La famille de Rosa Zarra accuse Atutxa de provoquer une "douleur sur la douleur"
« Douleur sur douleur et colère et désespoir, sentiments nombreux et confus ». Par ces mots commence l'écrit que la famille de Rosa Zarraa diffusé en réponse aux paroles de Juan María Atutxa , ancien conseiller à l'intérieur du gouvernement basque, lors d'une interview à ETBdimanche dernier. L'ancien chef de l'Ertzaintza a déclaré qu'il n'avait aucun problème à demander pardon à la famille de Zarra, mais avec la nuance suivante : « Je n'ai aucun problème à m'excuser, car cela s'est certainement produit à mon époque ; nous devrions inclure beaucoup de choses dans ce paquet ; 15 ertzainas ont été tués et leurs proches aimeraient aussi entendre quelque chose. »
Avec ces mots, Atutxa a été accusée d'avoir aggravé la douleur sur la douleur et on lui a demandé "dans quel paquet" elle met Rosa Zarra, qui, alors qu'elle était dans la rue avec sa fille, a reçu une balle dans le ventre et est décédée à l'hôpital huit jours plus tard. Le conseiller de l'Intérieur de l'époque a déclaré qu'il s'agissait d' une "mort naturelle".
La famille affirme que Atutxa n'a pas demandé pardon et qu'elle ne le fera pas non plus. "Pour le moment, il faudra conserver la reconnaissance sociale, le travail de la Commission d'évaluation et la reconnaissance reçue du Ministère de la Justice et des Droits de l'Homme du Gouvernement Basque."

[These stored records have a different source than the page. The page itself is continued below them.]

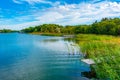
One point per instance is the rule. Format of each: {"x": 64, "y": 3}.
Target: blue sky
{"x": 19, "y": 14}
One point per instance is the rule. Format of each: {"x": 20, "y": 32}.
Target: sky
{"x": 19, "y": 14}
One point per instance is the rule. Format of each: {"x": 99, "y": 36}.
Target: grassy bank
{"x": 47, "y": 34}
{"x": 105, "y": 51}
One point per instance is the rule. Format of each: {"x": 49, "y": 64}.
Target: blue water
{"x": 35, "y": 57}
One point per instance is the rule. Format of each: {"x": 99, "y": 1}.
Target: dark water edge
{"x": 34, "y": 57}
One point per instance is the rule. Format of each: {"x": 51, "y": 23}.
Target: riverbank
{"x": 105, "y": 51}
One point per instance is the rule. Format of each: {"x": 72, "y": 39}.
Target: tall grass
{"x": 105, "y": 51}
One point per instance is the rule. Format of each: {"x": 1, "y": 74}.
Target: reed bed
{"x": 105, "y": 51}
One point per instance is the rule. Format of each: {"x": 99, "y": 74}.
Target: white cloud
{"x": 71, "y": 14}
{"x": 32, "y": 2}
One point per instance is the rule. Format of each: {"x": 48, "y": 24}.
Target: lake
{"x": 35, "y": 57}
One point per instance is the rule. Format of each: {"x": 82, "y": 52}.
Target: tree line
{"x": 106, "y": 26}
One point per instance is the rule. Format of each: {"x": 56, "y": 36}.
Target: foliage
{"x": 105, "y": 51}
{"x": 106, "y": 26}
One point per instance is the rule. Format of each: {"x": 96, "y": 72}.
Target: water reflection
{"x": 40, "y": 58}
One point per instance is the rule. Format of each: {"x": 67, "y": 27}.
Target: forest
{"x": 106, "y": 26}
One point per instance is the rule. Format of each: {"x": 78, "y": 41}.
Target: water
{"x": 34, "y": 57}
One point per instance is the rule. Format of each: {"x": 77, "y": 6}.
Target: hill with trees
{"x": 106, "y": 26}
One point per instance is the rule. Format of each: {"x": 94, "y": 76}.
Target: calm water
{"x": 34, "y": 57}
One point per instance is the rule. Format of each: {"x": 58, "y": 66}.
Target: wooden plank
{"x": 88, "y": 61}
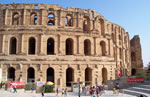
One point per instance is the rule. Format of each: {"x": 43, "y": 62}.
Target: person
{"x": 43, "y": 91}
{"x": 62, "y": 92}
{"x": 57, "y": 91}
{"x": 15, "y": 90}
{"x": 117, "y": 87}
{"x": 65, "y": 92}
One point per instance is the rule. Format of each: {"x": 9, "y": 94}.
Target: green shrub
{"x": 49, "y": 88}
{"x": 28, "y": 86}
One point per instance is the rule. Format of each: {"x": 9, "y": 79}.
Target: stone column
{"x": 58, "y": 44}
{"x": 6, "y": 18}
{"x": 1, "y": 43}
{"x": 77, "y": 37}
{"x": 95, "y": 46}
{"x": 109, "y": 47}
{"x": 20, "y": 44}
{"x": 24, "y": 17}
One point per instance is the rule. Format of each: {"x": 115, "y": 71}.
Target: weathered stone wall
{"x": 136, "y": 55}
{"x": 108, "y": 43}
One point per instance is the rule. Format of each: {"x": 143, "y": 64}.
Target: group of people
{"x": 63, "y": 92}
{"x": 94, "y": 91}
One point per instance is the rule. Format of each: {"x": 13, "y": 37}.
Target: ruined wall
{"x": 136, "y": 55}
{"x": 93, "y": 44}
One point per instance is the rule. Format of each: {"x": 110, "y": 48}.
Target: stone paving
{"x": 4, "y": 93}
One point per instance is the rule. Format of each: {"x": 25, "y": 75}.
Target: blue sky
{"x": 133, "y": 15}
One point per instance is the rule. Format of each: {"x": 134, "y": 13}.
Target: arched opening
{"x": 50, "y": 74}
{"x": 120, "y": 52}
{"x": 69, "y": 47}
{"x": 51, "y": 19}
{"x": 69, "y": 20}
{"x": 88, "y": 76}
{"x": 32, "y": 44}
{"x": 11, "y": 74}
{"x": 69, "y": 76}
{"x": 15, "y": 19}
{"x": 102, "y": 27}
{"x": 13, "y": 45}
{"x": 113, "y": 38}
{"x": 33, "y": 18}
{"x": 87, "y": 47}
{"x": 103, "y": 48}
{"x": 86, "y": 24}
{"x": 50, "y": 46}
{"x": 133, "y": 72}
{"x": 104, "y": 75}
{"x": 31, "y": 75}
{"x": 133, "y": 57}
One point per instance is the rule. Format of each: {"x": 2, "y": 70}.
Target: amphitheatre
{"x": 45, "y": 42}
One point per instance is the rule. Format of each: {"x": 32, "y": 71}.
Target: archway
{"x": 69, "y": 46}
{"x": 50, "y": 46}
{"x": 103, "y": 48}
{"x": 69, "y": 76}
{"x": 31, "y": 75}
{"x": 50, "y": 74}
{"x": 15, "y": 18}
{"x": 11, "y": 74}
{"x": 32, "y": 44}
{"x": 13, "y": 45}
{"x": 102, "y": 27}
{"x": 104, "y": 75}
{"x": 88, "y": 75}
{"x": 133, "y": 56}
{"x": 87, "y": 47}
{"x": 133, "y": 72}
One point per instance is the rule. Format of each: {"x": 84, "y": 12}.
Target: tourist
{"x": 57, "y": 91}
{"x": 65, "y": 92}
{"x": 62, "y": 92}
{"x": 15, "y": 90}
{"x": 43, "y": 91}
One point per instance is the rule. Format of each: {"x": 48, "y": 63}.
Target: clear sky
{"x": 133, "y": 15}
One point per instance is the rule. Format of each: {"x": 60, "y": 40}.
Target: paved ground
{"x": 70, "y": 94}
{"x": 134, "y": 91}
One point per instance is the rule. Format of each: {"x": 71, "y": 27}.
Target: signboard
{"x": 135, "y": 80}
{"x": 17, "y": 84}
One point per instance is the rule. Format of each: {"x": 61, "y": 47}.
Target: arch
{"x": 15, "y": 18}
{"x": 103, "y": 48}
{"x": 113, "y": 38}
{"x": 30, "y": 75}
{"x": 104, "y": 75}
{"x": 69, "y": 20}
{"x": 133, "y": 56}
{"x": 88, "y": 75}
{"x": 86, "y": 24}
{"x": 69, "y": 76}
{"x": 69, "y": 46}
{"x": 13, "y": 45}
{"x": 50, "y": 74}
{"x": 87, "y": 47}
{"x": 33, "y": 18}
{"x": 11, "y": 74}
{"x": 50, "y": 46}
{"x": 32, "y": 45}
{"x": 102, "y": 27}
{"x": 51, "y": 19}
{"x": 133, "y": 71}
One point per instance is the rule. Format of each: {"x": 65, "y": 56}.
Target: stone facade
{"x": 44, "y": 42}
{"x": 136, "y": 55}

La première victime de l'Ertzaintza reconnue par le Gouvernement basque , Rosa Zarra, et la Mairie de Donostia-Saint-Sébastien vient également de placer une plaque en son honneur. Dans ce dernier acte, la fille de la victime a dit à Atutxa qu'elle « avait l'occasion de reconnaître le préjudice causé et de demander pardon », car serait « bon et atténuant » pour eux et pour l'ensemble de la société. \u00
Ils ont également affirmé que l'ancien dirigeant jeltzale s'était montré "ferme et fier" en dénonçant "une forme de violence" et se sont joints à cette reconnaissance. "Une reconnaissance adéquate, nous aussi en tant que victimes, car nous comprenons très bien leurs souffrances, mais dans le cas de Zarra, l'attitude était différente", ont-ils expliqué.
"Il nous est difficile, quand la douleur s'accumule sur la douleur, de tenir froidement la tête et d'écrire avec modération, mais la dignité ne peut pas le faire", concluent-ils.
INTERVIEW
Atutxa affirme qu'elle n'a aucun problème à demander pardon à la famille de Rosa Zarra
Interviewé par les services d'information de l'ETB, Juan Mari Atutxa a précisé qu'il fallait également tenir compte des victimes d'autres violences telles que les 15 Ertzainas assassinés par l'ETA.